We measured the performance of our classifiers with its average error. To compute this, we took the absolute value of the difference between the predicted NBA points per game of a player and their actual NBA points per game. According to this measure, our best classifier was the sci-kit learn kNN classifier, with an average error of 3.15 ppg. The rest of the classifiers we used had fairly similar performance with the sci-kit learn regression classifier having an average error of 3.72 ppg, our self made kNN returning an average error of 3.72 ppg, and our self made ensemble kNN outputting an average error of 4.16 ppg. In assessing our self made kNN classifiers, it appears that they struggled to make accurate predictions for outliers, because both have much better median error than average error. 

In addition, our kNN predictor with all 9 attributes performed meaningfully better than our ensemble predictor despite the inclusion of several noisy attributes. This is likely because our ensemble kNN classifier selects attributes randomly, likely increasing the effects of noisy attributes when they are selected. Overall, all of our classifiers performed better than expected given the large amount of variance in our data set.
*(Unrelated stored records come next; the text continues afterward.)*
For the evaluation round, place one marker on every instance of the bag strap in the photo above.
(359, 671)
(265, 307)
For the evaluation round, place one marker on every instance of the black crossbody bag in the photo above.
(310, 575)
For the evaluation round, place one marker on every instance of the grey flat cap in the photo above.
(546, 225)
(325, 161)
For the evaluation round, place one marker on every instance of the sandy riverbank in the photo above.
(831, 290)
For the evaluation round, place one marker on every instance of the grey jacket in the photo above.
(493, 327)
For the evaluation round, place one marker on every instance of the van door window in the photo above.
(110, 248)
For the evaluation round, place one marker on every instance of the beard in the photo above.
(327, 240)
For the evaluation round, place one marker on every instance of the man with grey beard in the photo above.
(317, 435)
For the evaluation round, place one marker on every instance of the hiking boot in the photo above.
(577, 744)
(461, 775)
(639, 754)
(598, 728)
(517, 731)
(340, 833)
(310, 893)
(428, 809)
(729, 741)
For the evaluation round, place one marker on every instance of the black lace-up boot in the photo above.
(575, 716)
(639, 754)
Any classifier that can consistently predict the scoring output of an NBA prospect within a range of 3 to 4 ppg is a very useful tool for draft analysts and scouts.

# Conclusion


Through our exploration of classifiers and comparison with sci-kit learn we found that KNN is the best, and that the sci-kit learn was about a point closer on average. The hardest part of this project was dealing with finding and cleaning the data, this was due to the fact that the data for college stats wasn't easily available so we had to get the data one row at a time. There was also some cases when college stats didn't make sense (such as players who don't have college stats) which we had to clean out of our data set. I believe that KNN was a good approach to this problem due to the fact of looking at players that are similar usually provides decent results. For ways to help with performance, we could looked a little bit more specifically at the correlation coefficient and chose ones that only showed good correlation.